Gentiloni ha parlato anche di ambizioni. Quelle legittime di ogni Paese e in particolare italiane ma soprattutto europee che non devono essere deluse. “L’Italia – ha detto – ha tutto l’interesse ad evitare un 2018 in cui le prospettive, le ambizioni degli ultimi mesi finiscano per essere delusi. Per questo è importante che si vada a queste discussioni con propositi e idee piuttosto risoluti”. Un 2018 cruciale, il momento, lo ha definito, dei passi concreti. “La posta in gioco è particolarmente alta” ha detto, perché, dopo gli ultimi due anni che hanno visto prima il “doppio shock” della Brexit e delle elezioni americane e dopo il 2017 che è stato l’anno “della risposta e ripresa della speranza”, ora “siamo alla vigilia di un anno che può rivelarsi decisivo: alla fine si vedrà se dal risveglio europeista” si “passerà alla fase dei passi concreti oppure se saremo condannati a un anno di surplace a causa della durata della formazione del governo tedesco o della mancanza di determinazione e coraggio da parte dei governi”.

Un punto essenziale la cui discussione si trascina da anni è quello della doppia velocità. “La cooperazione rafforzata sulla difesa – ha affermato il premier – è un primo passo incoraggiante e riguarda un certo numero di Paesi, non tutti i 27”, ponendosi come “prima, significativa traduzione in pratica del principio che, nella famiglia dei 27, è possibile, anzi a volte necessario, che ci siano livelli di integrazione diversa”. E sulla crescita si è detto ottimista: “Siamo ancora sotto la media europea di crescita nel 2017. Ma il rapporto dell’Ocse parla di velocità, di ritmo di questa crescita. Ed è una condizione incoraggiante, se lavoriamo bene”.

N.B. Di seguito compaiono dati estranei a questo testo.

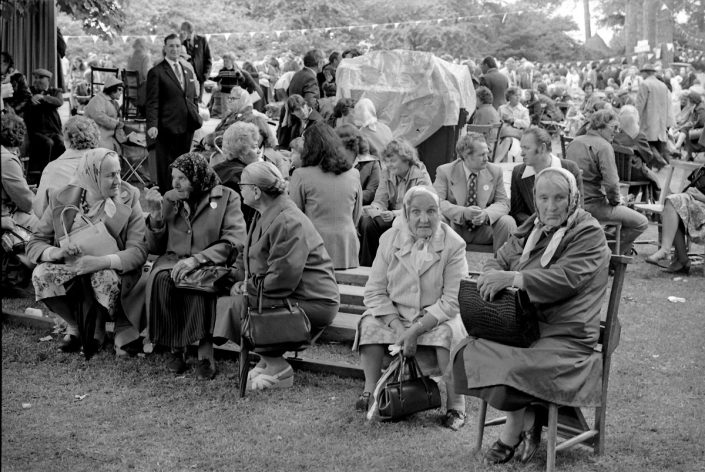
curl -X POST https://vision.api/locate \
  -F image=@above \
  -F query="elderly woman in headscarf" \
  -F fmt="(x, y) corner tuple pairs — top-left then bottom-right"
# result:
(451, 167), (610, 463)
(27, 148), (147, 357)
(353, 186), (468, 430)
(145, 153), (246, 380)
(353, 98), (393, 156)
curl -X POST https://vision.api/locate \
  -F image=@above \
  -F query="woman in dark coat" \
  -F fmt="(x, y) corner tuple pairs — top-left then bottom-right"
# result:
(451, 168), (610, 463)
(215, 162), (340, 390)
(145, 153), (246, 379)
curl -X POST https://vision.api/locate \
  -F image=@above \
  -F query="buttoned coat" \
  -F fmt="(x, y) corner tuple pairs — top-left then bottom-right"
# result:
(636, 75), (674, 142)
(433, 159), (509, 227)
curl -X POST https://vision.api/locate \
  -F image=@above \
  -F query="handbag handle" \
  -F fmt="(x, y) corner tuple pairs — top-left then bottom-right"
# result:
(59, 205), (98, 243)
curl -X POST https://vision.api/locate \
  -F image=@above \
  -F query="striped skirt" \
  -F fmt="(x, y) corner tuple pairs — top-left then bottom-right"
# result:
(149, 270), (216, 347)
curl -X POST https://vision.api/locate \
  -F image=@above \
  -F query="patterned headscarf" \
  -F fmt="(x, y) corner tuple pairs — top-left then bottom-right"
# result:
(519, 167), (580, 267)
(169, 152), (220, 198)
(71, 148), (119, 218)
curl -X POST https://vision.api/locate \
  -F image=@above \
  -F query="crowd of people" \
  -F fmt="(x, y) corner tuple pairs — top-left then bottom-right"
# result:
(0, 29), (705, 463)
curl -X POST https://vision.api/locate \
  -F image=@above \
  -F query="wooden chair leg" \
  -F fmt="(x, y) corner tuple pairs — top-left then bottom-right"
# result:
(472, 400), (487, 455)
(546, 403), (558, 472)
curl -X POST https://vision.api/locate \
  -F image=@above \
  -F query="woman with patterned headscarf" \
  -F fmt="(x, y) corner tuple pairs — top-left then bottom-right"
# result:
(145, 153), (246, 380)
(27, 148), (147, 357)
(451, 167), (610, 464)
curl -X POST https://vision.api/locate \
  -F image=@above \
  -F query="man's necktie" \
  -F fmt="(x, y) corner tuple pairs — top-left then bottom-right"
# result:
(174, 62), (184, 89)
(465, 172), (477, 206)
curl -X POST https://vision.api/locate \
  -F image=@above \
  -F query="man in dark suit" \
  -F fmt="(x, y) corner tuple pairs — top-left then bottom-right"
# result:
(433, 133), (516, 252)
(146, 33), (203, 193)
(180, 21), (213, 100)
(289, 49), (325, 110)
(509, 127), (583, 226)
(480, 56), (509, 109)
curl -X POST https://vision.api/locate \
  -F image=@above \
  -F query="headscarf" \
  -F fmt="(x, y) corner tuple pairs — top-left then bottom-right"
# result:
(228, 85), (252, 114)
(71, 148), (119, 218)
(519, 167), (580, 267)
(169, 152), (220, 195)
(353, 98), (377, 131)
(394, 185), (441, 271)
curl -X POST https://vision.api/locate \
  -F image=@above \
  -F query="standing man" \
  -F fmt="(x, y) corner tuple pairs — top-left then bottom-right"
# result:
(289, 49), (326, 111)
(566, 110), (649, 255)
(24, 69), (66, 184)
(433, 133), (516, 252)
(509, 127), (583, 226)
(636, 64), (673, 162)
(180, 21), (213, 101)
(480, 56), (509, 110)
(146, 33), (203, 193)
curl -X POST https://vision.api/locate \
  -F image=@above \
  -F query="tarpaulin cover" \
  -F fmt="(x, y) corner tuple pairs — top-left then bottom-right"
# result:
(335, 49), (475, 146)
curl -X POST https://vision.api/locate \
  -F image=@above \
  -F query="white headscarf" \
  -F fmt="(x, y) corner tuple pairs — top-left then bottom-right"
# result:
(519, 167), (580, 267)
(353, 98), (377, 131)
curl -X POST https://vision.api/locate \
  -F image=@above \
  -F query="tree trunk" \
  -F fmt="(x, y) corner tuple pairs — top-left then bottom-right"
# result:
(656, 0), (673, 68)
(583, 0), (592, 43)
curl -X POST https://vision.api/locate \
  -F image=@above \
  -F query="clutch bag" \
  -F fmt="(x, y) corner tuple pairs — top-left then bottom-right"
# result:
(458, 275), (539, 347)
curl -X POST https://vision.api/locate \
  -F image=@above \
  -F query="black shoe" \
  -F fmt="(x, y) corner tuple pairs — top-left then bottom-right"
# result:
(484, 437), (521, 464)
(355, 392), (372, 411)
(442, 410), (465, 431)
(59, 334), (81, 352)
(197, 359), (215, 380)
(166, 352), (188, 375)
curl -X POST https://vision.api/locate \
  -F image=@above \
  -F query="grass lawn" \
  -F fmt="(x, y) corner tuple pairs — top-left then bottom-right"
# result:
(2, 236), (705, 472)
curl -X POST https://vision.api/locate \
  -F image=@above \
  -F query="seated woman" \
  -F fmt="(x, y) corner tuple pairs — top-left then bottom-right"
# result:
(359, 139), (431, 267)
(289, 123), (362, 269)
(353, 98), (393, 155)
(353, 186), (468, 430)
(214, 162), (340, 390)
(335, 124), (382, 205)
(27, 148), (147, 357)
(83, 75), (125, 154)
(451, 167), (610, 463)
(145, 153), (246, 380)
(646, 164), (705, 274)
(32, 115), (100, 218)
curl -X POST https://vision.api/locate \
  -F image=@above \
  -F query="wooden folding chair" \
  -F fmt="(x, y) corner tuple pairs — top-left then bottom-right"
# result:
(474, 256), (632, 472)
(612, 144), (654, 203)
(466, 121), (504, 162)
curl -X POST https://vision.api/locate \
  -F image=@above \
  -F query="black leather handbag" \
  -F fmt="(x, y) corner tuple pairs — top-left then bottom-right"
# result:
(458, 275), (539, 347)
(242, 284), (311, 351)
(379, 354), (441, 421)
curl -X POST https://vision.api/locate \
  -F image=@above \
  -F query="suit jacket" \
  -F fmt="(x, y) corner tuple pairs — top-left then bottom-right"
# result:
(145, 59), (201, 135)
(182, 34), (213, 83)
(289, 67), (321, 110)
(509, 156), (583, 226)
(480, 69), (509, 108)
(636, 76), (673, 142)
(433, 159), (509, 227)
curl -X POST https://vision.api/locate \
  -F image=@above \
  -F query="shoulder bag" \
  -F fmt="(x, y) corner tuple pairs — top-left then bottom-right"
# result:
(378, 353), (441, 421)
(242, 283), (311, 351)
(59, 205), (120, 256)
(458, 274), (539, 347)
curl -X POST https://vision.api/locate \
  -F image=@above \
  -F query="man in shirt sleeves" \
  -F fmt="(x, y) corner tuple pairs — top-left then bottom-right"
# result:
(433, 133), (516, 252)
(146, 34), (203, 193)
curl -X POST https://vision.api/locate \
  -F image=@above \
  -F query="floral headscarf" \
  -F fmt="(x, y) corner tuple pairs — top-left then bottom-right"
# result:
(71, 148), (119, 218)
(519, 167), (580, 267)
(169, 152), (220, 195)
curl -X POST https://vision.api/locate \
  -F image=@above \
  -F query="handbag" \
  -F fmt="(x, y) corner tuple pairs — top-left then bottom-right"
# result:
(458, 274), (539, 347)
(379, 353), (441, 421)
(242, 283), (311, 351)
(1, 225), (32, 254)
(59, 205), (120, 256)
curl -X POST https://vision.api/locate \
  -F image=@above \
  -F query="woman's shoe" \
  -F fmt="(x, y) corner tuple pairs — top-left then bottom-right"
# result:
(484, 437), (521, 464)
(663, 261), (690, 275)
(355, 392), (372, 411)
(250, 365), (294, 390)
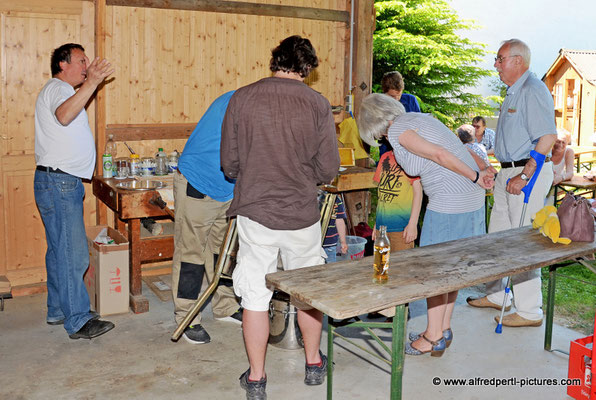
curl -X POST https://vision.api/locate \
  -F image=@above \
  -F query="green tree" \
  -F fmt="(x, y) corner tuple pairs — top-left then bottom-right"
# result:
(373, 0), (494, 127)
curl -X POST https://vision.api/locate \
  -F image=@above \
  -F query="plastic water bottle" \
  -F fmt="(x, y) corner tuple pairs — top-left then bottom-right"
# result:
(103, 134), (116, 178)
(373, 225), (391, 283)
(155, 147), (168, 175)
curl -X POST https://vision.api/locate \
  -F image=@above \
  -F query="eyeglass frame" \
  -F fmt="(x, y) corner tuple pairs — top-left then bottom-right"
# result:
(495, 54), (521, 64)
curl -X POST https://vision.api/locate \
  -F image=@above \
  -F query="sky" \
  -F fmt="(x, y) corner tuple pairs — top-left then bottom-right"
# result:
(451, 0), (596, 96)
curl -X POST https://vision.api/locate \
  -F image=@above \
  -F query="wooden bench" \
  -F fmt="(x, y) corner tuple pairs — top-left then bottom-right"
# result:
(266, 227), (596, 399)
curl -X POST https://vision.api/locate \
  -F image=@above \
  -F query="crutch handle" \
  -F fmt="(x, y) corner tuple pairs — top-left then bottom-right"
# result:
(522, 150), (546, 204)
(506, 150), (546, 204)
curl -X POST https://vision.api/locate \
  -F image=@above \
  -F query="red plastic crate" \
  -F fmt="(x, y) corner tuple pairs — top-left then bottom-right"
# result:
(567, 312), (596, 400)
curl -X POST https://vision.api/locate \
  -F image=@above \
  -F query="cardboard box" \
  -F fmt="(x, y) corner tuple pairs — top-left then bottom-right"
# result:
(84, 225), (129, 316)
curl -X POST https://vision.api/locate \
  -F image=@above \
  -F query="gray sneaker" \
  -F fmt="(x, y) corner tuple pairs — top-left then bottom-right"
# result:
(240, 368), (267, 400)
(304, 350), (327, 386)
(182, 324), (211, 344)
(215, 307), (243, 325)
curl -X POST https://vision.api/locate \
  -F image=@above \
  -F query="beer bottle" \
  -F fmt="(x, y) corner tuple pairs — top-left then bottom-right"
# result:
(373, 225), (391, 283)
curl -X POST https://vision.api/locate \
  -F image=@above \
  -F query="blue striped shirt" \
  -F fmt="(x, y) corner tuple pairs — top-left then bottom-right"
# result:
(388, 113), (485, 214)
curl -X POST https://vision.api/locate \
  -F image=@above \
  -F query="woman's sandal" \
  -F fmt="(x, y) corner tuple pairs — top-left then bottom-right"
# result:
(406, 335), (447, 357)
(408, 328), (453, 347)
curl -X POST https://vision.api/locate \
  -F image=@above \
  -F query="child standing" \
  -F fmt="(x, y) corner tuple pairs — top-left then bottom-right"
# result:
(319, 193), (348, 264)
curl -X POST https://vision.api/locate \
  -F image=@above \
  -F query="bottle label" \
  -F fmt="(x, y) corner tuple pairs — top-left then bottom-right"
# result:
(103, 154), (114, 178)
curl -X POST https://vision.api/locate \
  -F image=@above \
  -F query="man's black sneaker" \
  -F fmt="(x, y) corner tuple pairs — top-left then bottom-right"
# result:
(215, 307), (242, 325)
(304, 350), (327, 386)
(46, 311), (99, 325)
(182, 324), (211, 344)
(68, 318), (114, 339)
(240, 368), (267, 400)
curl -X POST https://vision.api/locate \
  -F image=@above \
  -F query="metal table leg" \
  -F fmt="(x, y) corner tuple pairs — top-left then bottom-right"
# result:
(327, 304), (407, 400)
(327, 317), (335, 400)
(544, 265), (557, 351)
(390, 304), (406, 400)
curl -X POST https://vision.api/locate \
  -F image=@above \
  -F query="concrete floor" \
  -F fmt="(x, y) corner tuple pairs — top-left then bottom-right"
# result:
(0, 286), (584, 400)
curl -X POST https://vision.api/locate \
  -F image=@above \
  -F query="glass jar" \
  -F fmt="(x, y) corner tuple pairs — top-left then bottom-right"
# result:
(155, 157), (168, 175)
(141, 157), (155, 176)
(130, 154), (142, 176)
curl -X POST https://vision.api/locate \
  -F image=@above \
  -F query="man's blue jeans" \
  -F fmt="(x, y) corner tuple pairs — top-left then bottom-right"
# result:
(34, 170), (91, 334)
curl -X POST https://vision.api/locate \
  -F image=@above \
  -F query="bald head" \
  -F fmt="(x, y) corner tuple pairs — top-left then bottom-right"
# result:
(495, 39), (531, 86)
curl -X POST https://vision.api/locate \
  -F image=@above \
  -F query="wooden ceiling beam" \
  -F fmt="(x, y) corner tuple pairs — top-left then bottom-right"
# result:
(106, 0), (350, 24)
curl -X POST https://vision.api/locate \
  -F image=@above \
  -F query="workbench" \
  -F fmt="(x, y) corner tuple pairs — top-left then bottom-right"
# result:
(266, 227), (596, 399)
(92, 175), (174, 313)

Per i socialisti è intervenuta in Aula la presidente del gruppo del Psi Pia Locatelli. La Commissione europea ha varato cinque progetti “per il completamento della Unione economica e monetaria” tra cui in prima battuta, l’inserimento del fiscal compact nei Trattati, poi nel diritto europeo. La delegazione dei Socialisti e Democratici al Parlamento europeo ha considerato dannosa questa iniziativa. Sul tema il Presidente del Consiglio, ha affermato qualche giorno fa che l’Unione Monetaria “deve mirare a più crescita e convergenza”, cauto nella forma, ma pronunciando sostanzialmente un No alle politiche di austerità e quindi, a parere dei socialisti, anche all’iniziativa della Commissione. Mentre è giusta la strada imboccata sulla Difesa Comune Europea, l’inserimento del fiscal compact nei Trattati rafforzerebbe i poteri già eccessivi, della Commissione, poteri regolatorio-amministrativo-burocratici che le danno il controllo dell’agenda di Bruxelles. Per i socialisti “il nostro debito pubblico condiziona, anche in prospettiva, la nostra capacità di incidere sull’agenda politica di Bruxelles, ma non si può continuare a realizzare il progetto europeo a compartimenti stagni, implementando sempre solo quello economico-finanziario e non quello politico”. Infine una questione di rappresentanza democratica. Le linee di sviluppo economico non possono essere determinate da istituzioni che non hanno una legittimazione democratica attraverso il voto. Questo allarga il fossato fra i cittadini e istituzioni e non ci difende dalle pulsioni nazionalistiche e populiste.